After years of rapid appreciation, the housing market is showing signs of a shift. Home prices are not necessarily crashing, but the breakneck growth of the past few years is slowing—if not reversing—in some areas. For buyers sidelined by affordability issues and for sellers hoping to cash out at the peak, this change has wide-reaching implications.
Slower Price Growth Across the U.S.
Many markets that saw double-digit annual price gains during the pandemic are now experiencing much more modest increases—or even slight declines. Factors like higher mortgage rates, inflation, and economic uncertainty have cooled buyer demand, forcing sellers to lower prices or accept smaller profits.
According to national data, price growth has slowed to low single digits in most regions, with some metro areas, particularly those that overheated during the pandemic (such as Austin, Phoenix, and Boise), showing year-over-year price declines.
Why Prices Are Cooling
What This Means for Buyers
This shift may offer some relief. Slower price growth means buyers may have more time to make decisions and more leverage in negotiations, such as asking for closing cost credits or home repairs. However, higher mortgage rates may still keep monthly payments high even if home prices dip slightly.
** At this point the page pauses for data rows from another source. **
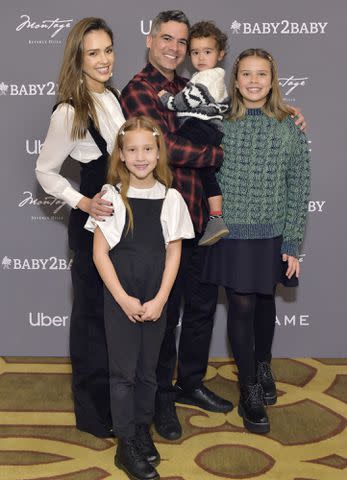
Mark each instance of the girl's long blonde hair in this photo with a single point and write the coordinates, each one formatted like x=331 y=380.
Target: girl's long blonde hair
x=274 y=105
x=117 y=171
x=71 y=87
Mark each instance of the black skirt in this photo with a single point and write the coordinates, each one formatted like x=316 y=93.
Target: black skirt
x=247 y=266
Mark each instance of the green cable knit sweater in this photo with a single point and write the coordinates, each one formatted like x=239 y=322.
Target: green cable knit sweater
x=265 y=179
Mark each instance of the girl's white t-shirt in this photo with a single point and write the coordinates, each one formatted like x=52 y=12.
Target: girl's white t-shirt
x=58 y=145
x=175 y=219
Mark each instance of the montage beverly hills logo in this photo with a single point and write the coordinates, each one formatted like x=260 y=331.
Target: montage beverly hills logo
x=44 y=207
x=43 y=31
x=291 y=84
x=282 y=27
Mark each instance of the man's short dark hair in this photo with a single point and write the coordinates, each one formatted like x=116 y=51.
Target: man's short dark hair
x=168 y=16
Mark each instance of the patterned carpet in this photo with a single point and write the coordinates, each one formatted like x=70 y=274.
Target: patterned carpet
x=308 y=438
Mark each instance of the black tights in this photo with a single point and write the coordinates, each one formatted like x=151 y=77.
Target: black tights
x=251 y=326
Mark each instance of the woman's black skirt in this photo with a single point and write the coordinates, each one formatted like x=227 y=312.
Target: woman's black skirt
x=247 y=266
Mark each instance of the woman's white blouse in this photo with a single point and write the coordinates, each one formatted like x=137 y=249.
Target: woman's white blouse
x=58 y=145
x=175 y=219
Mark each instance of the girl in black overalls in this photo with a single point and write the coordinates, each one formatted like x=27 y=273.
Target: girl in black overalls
x=137 y=253
x=84 y=125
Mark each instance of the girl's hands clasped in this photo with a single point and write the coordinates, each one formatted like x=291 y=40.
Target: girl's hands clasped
x=136 y=312
x=153 y=309
x=132 y=307
x=293 y=265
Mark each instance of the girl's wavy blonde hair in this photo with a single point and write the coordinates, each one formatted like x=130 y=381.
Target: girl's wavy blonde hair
x=274 y=105
x=71 y=87
x=117 y=171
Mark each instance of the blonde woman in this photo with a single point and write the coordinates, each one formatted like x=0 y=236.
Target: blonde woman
x=84 y=125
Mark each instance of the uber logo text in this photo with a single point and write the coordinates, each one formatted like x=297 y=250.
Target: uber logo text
x=284 y=27
x=40 y=319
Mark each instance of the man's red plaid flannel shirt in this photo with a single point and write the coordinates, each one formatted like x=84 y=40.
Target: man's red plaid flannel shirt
x=140 y=97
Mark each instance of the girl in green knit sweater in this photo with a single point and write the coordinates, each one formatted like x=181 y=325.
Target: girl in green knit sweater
x=265 y=181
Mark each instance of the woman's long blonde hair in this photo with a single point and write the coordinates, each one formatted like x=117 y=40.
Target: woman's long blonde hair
x=117 y=170
x=71 y=87
x=274 y=105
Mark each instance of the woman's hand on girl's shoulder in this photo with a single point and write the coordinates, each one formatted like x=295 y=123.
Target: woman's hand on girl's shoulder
x=153 y=309
x=96 y=207
x=293 y=265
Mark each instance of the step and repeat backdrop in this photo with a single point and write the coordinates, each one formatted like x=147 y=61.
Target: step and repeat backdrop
x=308 y=40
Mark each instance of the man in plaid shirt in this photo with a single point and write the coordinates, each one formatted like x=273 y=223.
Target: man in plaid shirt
x=167 y=44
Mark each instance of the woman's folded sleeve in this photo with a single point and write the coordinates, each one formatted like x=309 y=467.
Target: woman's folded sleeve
x=176 y=221
x=112 y=226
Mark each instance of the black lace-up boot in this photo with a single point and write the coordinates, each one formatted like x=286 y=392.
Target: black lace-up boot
x=129 y=459
x=165 y=418
x=251 y=408
x=266 y=379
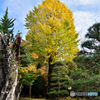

What This Means for Sellers
Sellers can still command strong prices, especially in high-demand areas, but the days of multiple offers within hours are fading. Pricing a home correctly from the start and being open to negotiation will be critical. Look for other ways to sell your home. Offer assistance with Closing Costs. Offer to buy down the buyer’s interest rate.
The Bottom Line
The real estate market is not crashing—but it is normalizing. This cooling period may restore some balance between buyers and sellers leading to healthier long-term growth. Whether this becomes a lasting trend or a temporary pause will depend on broader economic forces, including interest rates, employment, and consumer confidence.